时间:2011-09-22 17:18来源:蓝天飞行翻译 作者:航空 点击:
  

COMMUNICATIONS-RELATED INCIDENTS IN GENERAL AVIATION DUAL FLIGHT TRAINING
By Kamil Etem and Marcia Patten1
Aerobase Research, Inc.
The Aviation Safety Reporting System, at NASA Ames Research Center

BACKGROUND AND MOTIVATION
A recent survey of the Aviation Safety Reporting System (ASRS) database on incidents involving General Aviation (GA) aircraft revealed that one third of the GA incidents were associated with communications difficulties. These problems included failure to comply with ATC clearances, communications equipment malfunctions, and poor radio technique. The results of this survey suggested to our research team that GA communications issues were an appropriate topic for further ASRS research. We were also aware that past ASRS research has not focused on this subject.2
The 1996 Nall Report, published by the Aircraft Owners and Pilots Association (AOPA) Air Safety Foundation, further focused our attention on dual instruction.3 Although flight instruction, overall, was one of the safest operations in General Aviation, according to 1995 accident statistics, there was a notable concentration of fatalities and accidents during dual instruction: The only fatal go-around accident, four of the five fatal maneuvering accidents, and five out of seven non-fatal maneuvering accidents occurred during dual instruction.4 This cluster of accidents and fatalities in dual flight instruction raised the question of whether problematic communications, both inside and outside the aircraft, might have played a role.

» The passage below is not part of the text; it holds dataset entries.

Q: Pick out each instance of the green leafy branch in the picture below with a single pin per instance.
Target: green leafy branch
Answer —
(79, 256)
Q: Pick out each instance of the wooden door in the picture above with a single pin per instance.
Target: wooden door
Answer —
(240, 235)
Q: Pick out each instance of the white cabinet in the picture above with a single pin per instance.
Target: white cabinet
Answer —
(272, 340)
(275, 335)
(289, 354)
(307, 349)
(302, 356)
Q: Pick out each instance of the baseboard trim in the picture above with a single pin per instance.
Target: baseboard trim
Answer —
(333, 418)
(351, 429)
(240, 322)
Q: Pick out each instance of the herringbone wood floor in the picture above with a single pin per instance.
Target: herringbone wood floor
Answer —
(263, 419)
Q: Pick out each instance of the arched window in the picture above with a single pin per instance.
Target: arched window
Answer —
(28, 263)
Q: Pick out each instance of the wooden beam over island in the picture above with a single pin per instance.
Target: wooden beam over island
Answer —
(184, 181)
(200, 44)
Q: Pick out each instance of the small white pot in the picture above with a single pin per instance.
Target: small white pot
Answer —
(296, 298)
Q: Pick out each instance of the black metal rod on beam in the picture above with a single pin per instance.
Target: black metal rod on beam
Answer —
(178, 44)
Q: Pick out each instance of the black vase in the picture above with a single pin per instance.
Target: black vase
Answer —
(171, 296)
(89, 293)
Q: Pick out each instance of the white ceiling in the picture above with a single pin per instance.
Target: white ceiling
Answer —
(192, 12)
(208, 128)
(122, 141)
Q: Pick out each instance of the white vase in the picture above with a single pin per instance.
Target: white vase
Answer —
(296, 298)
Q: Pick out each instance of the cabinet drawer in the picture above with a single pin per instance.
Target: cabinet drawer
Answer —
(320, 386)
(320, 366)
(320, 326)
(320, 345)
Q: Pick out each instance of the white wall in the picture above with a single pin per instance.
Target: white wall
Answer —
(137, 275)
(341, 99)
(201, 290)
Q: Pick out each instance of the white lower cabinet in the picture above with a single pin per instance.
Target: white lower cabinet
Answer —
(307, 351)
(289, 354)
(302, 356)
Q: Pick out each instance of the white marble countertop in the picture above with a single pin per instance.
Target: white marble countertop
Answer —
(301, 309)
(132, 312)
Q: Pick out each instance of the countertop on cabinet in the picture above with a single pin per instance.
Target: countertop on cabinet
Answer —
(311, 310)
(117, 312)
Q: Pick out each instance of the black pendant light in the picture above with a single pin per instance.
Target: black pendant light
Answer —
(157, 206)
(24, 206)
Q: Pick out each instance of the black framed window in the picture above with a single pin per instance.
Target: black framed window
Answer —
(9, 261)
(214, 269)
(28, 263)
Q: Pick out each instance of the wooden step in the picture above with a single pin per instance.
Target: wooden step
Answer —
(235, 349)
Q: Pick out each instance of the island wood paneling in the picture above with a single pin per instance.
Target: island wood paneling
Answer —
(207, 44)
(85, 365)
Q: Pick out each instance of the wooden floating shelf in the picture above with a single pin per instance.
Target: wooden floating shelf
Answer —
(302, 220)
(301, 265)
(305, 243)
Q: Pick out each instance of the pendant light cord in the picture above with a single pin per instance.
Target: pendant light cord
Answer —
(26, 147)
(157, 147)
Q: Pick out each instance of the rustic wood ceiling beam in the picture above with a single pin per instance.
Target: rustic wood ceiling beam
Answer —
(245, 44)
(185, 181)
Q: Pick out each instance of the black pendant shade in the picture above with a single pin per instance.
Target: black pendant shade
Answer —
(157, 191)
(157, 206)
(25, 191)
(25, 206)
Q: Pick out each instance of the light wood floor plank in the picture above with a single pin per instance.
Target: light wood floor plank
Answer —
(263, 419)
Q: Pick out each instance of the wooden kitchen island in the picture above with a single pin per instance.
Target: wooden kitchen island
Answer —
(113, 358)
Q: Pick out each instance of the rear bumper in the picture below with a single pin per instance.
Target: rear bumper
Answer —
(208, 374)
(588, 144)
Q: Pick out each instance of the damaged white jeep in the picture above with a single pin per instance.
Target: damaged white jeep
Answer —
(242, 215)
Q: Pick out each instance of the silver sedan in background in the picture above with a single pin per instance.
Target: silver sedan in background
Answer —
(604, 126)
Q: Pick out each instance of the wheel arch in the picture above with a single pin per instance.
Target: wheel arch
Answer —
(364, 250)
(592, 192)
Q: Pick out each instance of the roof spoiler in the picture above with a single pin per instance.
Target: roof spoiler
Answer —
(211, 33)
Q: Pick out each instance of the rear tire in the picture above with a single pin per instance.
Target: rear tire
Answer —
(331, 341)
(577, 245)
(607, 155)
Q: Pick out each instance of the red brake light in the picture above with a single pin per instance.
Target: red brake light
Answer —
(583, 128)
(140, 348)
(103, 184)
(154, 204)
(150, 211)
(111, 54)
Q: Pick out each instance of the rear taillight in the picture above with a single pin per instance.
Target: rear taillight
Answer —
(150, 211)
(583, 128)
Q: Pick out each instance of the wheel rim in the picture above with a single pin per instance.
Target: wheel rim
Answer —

A final motivation for this study was research by NASA and others which has shown that in shared decision-making situations similar to those that occur in GA dual flight instruction, there is often a failure of individuals to take responsibility for actions, including communications. At the 1995 OSU Symposium, Prince and Stout presented the results of interviews with professional aviators from the military, air carriers, and GA. They reported that 30 percent of the GA instructors surveyed stated that they trained students to perform independently, as single pilots, and believed their task as flight instructor was to encourage independence, not team awareness.5 An exaggerated emphasis on pilot independence during training arguably may exclude development of sound cross-cockpit communications procedures, and impair communications awareness and effectiveness.
1
  Kamil Etem is a general aviation flight/ground instrument instructor with a commercial pilot certificate and more than 1,500
hours of instructing experience in a variety of GA single-engine aircraft. He is also President and General Manager of
Aerobase Research, Inc.  Marcia Patten is a helicopter flight instructor and commercial pilot with more than 2,000 flight hours,
and serves as Associate Editor of the ASRS CALLBACK publication.
2
  ASRS research on General Aviation issues largely has been confined to weather-related topics, such as single-pilot IFR; pilot judgment issues; and flight phase-specific problems such as landing incidents.